Phased Logic Animations
Your browser must be equipped with a Macromedia Flash Player to view
these animations (
Macromedia Download Site , step forward and step backward on
animations may not work in all browsers).
- Basic Token Flow. Token flow in small netlist . The
green net is a feedback wire that had to be added to ensure
safety and liveness in the new netlist. The old netlist had 2
DFFs and 2 Combinational gates.
- Loop Delay Averaging. An unbalanced clocked pipeline
with a clock cycle equal to 4 gate delays (DFF delay + DFF setup
= 1 gate delay). Obviously the goal in a clocked pipeline is to
balance the delays of pipeline stages, but sometimes that is not
always possible. The same pipeline in
Phased logic , note that the average throughput of this
pipeline is 3 gate delays per token, the same as if the clocked
pipeline had been perfectly balanced. This illustrates the loop
averaging aspect of self-timed loops, in the average performance
of PL system can be better than the worst case. This means
that in PL systems, designers do not have to worry as much about
balancing path delays as loop averaging can help overall
performance.
- Token Buffering for Peformance.
This unbuffered two-stage pipeline
averages 4 gate delays per token. However, its performance is
limited because of inadequate buffering on the lower barrier
gate which fans out to two gates in the top pipeline stage. This
problem is fixed in this buffered
two-stage pipeline . Note that a gate was added in on the
output of the lower barrier gate -- this is just a buffer
function, and adds no new functionality. It is only added to
improve throughput.
- Seven computation waves through a ripple
structure with 1 input stage, 1 output stage. This
illustrates bit-level dataflow in a PL system. PL systems only
have to be word synchronized at the input/output boundaries --
within PL systems data flows at a bit or nybble level.
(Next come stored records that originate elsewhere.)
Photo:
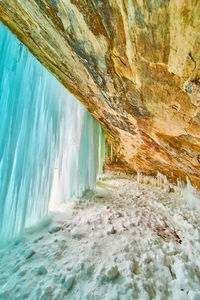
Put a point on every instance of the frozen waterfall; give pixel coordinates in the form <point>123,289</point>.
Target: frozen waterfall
<point>49,144</point>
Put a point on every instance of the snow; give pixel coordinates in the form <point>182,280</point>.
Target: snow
<point>123,241</point>
<point>49,143</point>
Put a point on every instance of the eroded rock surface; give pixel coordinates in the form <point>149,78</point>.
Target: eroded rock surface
<point>134,64</point>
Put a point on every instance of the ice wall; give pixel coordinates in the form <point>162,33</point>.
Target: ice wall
<point>49,143</point>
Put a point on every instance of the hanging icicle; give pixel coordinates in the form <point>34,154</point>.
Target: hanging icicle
<point>49,143</point>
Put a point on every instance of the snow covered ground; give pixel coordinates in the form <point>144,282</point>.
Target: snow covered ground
<point>125,241</point>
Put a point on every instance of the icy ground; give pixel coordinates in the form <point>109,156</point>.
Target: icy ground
<point>126,241</point>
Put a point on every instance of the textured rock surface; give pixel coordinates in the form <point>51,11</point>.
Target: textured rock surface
<point>134,64</point>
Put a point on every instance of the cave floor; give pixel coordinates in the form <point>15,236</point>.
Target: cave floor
<point>124,241</point>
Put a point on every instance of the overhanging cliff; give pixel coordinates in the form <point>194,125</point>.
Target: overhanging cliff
<point>134,64</point>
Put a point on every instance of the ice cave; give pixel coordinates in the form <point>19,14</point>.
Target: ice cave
<point>99,150</point>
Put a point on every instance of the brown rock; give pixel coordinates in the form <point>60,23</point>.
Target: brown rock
<point>135,65</point>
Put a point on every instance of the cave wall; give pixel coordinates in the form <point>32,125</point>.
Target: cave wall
<point>134,64</point>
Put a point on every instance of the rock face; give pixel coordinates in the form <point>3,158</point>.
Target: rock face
<point>134,64</point>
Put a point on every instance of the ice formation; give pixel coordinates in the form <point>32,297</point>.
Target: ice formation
<point>49,143</point>
<point>187,191</point>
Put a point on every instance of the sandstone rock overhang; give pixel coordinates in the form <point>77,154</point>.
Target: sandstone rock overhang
<point>134,64</point>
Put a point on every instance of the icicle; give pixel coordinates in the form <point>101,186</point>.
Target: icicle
<point>187,191</point>
<point>48,141</point>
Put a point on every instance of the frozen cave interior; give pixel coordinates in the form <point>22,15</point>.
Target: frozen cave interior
<point>68,230</point>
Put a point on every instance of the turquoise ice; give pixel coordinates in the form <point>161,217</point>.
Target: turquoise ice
<point>49,143</point>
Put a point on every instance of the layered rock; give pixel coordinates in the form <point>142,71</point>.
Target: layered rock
<point>134,64</point>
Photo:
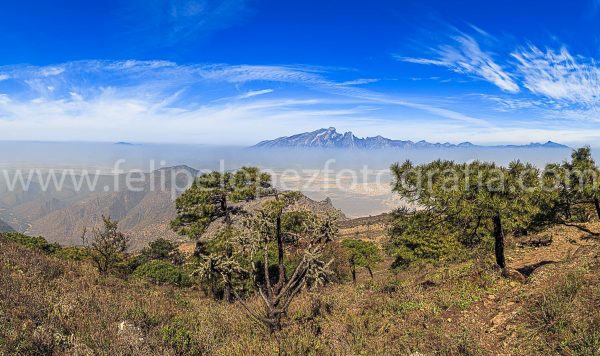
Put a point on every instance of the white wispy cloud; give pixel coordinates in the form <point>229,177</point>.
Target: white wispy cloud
<point>159,101</point>
<point>465,56</point>
<point>360,81</point>
<point>254,93</point>
<point>559,75</point>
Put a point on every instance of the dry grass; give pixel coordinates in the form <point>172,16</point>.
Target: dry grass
<point>51,306</point>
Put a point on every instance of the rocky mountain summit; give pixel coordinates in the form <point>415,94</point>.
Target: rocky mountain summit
<point>330,138</point>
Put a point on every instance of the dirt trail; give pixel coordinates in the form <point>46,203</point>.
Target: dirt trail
<point>494,317</point>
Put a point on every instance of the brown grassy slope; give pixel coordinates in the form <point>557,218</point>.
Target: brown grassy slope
<point>64,307</point>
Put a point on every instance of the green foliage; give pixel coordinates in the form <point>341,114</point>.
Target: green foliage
<point>73,253</point>
<point>163,272</point>
<point>411,242</point>
<point>179,338</point>
<point>210,197</point>
<point>362,253</point>
<point>461,205</point>
<point>572,185</point>
<point>162,249</point>
<point>35,243</point>
<point>107,245</point>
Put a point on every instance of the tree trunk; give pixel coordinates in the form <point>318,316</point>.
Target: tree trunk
<point>280,255</point>
<point>227,295</point>
<point>499,241</point>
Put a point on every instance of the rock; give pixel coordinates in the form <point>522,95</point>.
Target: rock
<point>513,275</point>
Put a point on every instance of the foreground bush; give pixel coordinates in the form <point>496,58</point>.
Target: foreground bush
<point>163,272</point>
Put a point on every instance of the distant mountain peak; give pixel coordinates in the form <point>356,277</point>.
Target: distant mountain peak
<point>330,138</point>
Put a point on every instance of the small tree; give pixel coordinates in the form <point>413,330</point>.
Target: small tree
<point>584,177</point>
<point>213,197</point>
<point>107,245</point>
<point>162,249</point>
<point>298,237</point>
<point>361,254</point>
<point>471,200</point>
<point>576,185</point>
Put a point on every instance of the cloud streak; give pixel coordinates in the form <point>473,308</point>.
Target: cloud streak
<point>465,56</point>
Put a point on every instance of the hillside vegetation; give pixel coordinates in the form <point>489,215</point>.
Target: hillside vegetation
<point>497,265</point>
<point>51,303</point>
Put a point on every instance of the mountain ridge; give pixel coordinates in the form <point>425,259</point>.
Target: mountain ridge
<point>330,138</point>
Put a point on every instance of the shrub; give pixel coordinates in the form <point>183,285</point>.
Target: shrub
<point>163,272</point>
<point>35,243</point>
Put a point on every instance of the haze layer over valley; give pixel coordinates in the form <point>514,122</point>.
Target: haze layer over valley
<point>57,189</point>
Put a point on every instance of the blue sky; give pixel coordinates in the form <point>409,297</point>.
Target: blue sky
<point>237,72</point>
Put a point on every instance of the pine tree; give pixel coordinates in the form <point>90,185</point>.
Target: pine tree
<point>213,197</point>
<point>463,203</point>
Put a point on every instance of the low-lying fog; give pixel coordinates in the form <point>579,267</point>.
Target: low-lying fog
<point>356,181</point>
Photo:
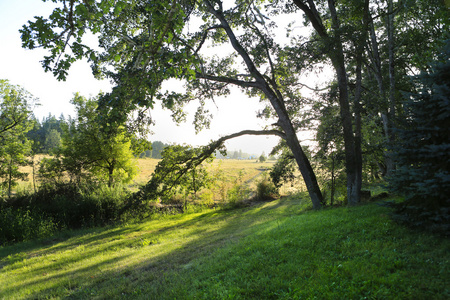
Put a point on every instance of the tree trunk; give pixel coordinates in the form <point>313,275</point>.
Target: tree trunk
<point>277,103</point>
<point>385,117</point>
<point>337,59</point>
<point>351,162</point>
<point>390,28</point>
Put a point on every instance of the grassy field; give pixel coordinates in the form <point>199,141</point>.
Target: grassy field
<point>226,172</point>
<point>273,250</point>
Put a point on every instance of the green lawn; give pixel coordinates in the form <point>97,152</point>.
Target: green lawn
<point>274,250</point>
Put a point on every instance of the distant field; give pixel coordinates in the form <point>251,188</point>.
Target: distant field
<point>230,172</point>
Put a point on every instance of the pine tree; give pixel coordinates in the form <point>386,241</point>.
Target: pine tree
<point>422,154</point>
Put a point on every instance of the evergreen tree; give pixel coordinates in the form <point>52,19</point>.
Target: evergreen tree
<point>422,153</point>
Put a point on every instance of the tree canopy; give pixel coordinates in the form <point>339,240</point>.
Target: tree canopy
<point>212,45</point>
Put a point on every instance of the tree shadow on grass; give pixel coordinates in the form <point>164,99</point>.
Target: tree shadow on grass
<point>139,259</point>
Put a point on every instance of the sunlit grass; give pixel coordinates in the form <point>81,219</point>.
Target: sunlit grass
<point>274,250</point>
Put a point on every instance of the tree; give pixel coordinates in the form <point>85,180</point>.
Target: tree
<point>144,44</point>
<point>423,174</point>
<point>89,150</point>
<point>52,140</point>
<point>15,111</point>
<point>157,148</point>
<point>262,158</point>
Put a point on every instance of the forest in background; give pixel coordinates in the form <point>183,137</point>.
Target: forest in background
<point>383,117</point>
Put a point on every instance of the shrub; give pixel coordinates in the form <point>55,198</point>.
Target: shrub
<point>21,224</point>
<point>266,190</point>
<point>237,195</point>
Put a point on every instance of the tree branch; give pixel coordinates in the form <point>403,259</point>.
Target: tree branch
<point>238,82</point>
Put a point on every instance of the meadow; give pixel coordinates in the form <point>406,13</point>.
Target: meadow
<point>272,250</point>
<point>275,249</point>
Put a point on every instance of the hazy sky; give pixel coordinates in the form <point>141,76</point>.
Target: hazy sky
<point>22,67</point>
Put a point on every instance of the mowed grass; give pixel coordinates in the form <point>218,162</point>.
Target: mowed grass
<point>273,250</point>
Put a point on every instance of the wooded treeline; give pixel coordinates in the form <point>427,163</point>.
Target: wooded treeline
<point>382,55</point>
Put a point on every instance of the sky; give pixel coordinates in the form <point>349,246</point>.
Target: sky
<point>22,67</point>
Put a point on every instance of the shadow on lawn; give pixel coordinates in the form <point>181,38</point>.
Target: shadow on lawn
<point>198,240</point>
- Seven computation waves through a ripple
structure with multiple input/output stages. Notice that
input/output stages bracketing the ripple structure can improve
throughput.
- Six computation waves through a
netlist.
The average throughput of this
system is (6+2)/2 = 4 gate delays.
- Six computation waves through the same netlist
with one extra gate added to shortest delay path.
The average throughput of this system is (4+2+2)/3 = 2.7 gate
delays. Bit-level data flow takes advantage of whatever
parallelism is available.
- Control for a Coarse-Grained PL System
. PL 'wrappers' can also be placed around large blocks of
logic to form a coarse-grained system. This shows the control
required for a coarse-grained system that implements a
[1x4][4x4]=[1x4] matrix multiply. Each block of gates has two
tokens inside of it because each block actually forms two gates
as far as the PL control is concerned. Because each block of gates
have DFFs in it, this makes the block a 'barrier' gate in terms of
PL control. There cannot be feedback signals between barrier gates, so
the required splitter gates that seperate the barrier gates are
integrated into the PL 'wrapper' that is placed around the block
of gates.
- Non-gated PL Operation versus
Gated PL Operation . This
illustrates recent work on halting token circulation within
portions of a PL netlist to reduce power consumption and improve
performance. Special interface gates must be placed on the
boundaries of the gated portion of the netlist in order to halt
token circulation. If the halted portion of the netlist is on
the critcal path, then this can improve system performance.